Site Reliability Engineer (Openshift) - 6-Month Contract - Hybrid (London or Sheffield)
We are seeking a skilled OpenShift Site Reliability Engineer (SRE) to join our team on a 6-month contract. In this role, you will ensure the reliability, availability, and performance of our OpenShift-based virtual and container platforms, with a strong focus on automation.
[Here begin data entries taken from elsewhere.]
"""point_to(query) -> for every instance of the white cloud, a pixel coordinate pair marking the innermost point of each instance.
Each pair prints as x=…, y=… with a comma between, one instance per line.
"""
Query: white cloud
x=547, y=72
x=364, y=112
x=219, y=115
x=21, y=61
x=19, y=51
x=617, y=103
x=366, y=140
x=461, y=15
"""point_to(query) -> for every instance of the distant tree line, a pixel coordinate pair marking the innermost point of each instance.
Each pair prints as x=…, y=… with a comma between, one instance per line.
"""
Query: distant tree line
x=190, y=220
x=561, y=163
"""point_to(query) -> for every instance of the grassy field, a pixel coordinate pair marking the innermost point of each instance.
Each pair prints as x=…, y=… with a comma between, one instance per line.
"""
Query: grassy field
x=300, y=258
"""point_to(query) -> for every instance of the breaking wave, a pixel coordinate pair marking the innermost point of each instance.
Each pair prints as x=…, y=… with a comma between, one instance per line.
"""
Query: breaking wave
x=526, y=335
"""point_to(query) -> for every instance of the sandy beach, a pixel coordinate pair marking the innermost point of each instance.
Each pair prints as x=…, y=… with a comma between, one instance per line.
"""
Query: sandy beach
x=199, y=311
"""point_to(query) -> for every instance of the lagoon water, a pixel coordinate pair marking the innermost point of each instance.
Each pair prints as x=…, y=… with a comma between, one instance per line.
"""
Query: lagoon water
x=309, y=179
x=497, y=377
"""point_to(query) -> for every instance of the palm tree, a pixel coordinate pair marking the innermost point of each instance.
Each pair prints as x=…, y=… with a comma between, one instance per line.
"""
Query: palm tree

You will collaborate with cross-functional teams including Applications, Hardware, and Network, developing secure and scalable service architectures using cloud-native technologies.
Key Responsibilities
- Ensure reliability, availability, and performance of OpenShift-based virtual and container platforms.
- Collaborate with Applications, Hardware, and Network teams to deliver secure, resilient services.
- Develop automation to prevent outages using Shell Scripting, YAML, Ruby, Python, and Go.
- Establish and enforce SRE best practices through platform constraints and high-fidelity system modelling.
- Participate in an on-call rotation to support critical services.
What You Will Ideally Bring
- Hands-on experience with OpenShift virtualization and Kubernetes administration.
- Strong understanding of distributed systems and common failure domains.
- Experience managing production services on RedHat, Windows, and ESXi platforms.
- Strong knowledge of Linux systems and networking fundamentals.
- Experience with monitoring, logging, alerting, and observability tools (eg, OpenTelemetry, Prometheus, Grafana, Splunk).
- Proficiency in Python, Shell, Go, Terraform, and similar Scripting languages.
- Familiarity with CI/CD tools such as Jenkins or GitLab CI.
- Understanding of containerization (Docker) and microservices architecture.
Contract Details
- Duration: 6 months (with potential extension)
- Day Rate: Up to £500 per day (Inside IR35)
- Location: London/Sheffield - Hybrid Based
- Start Date: ASAP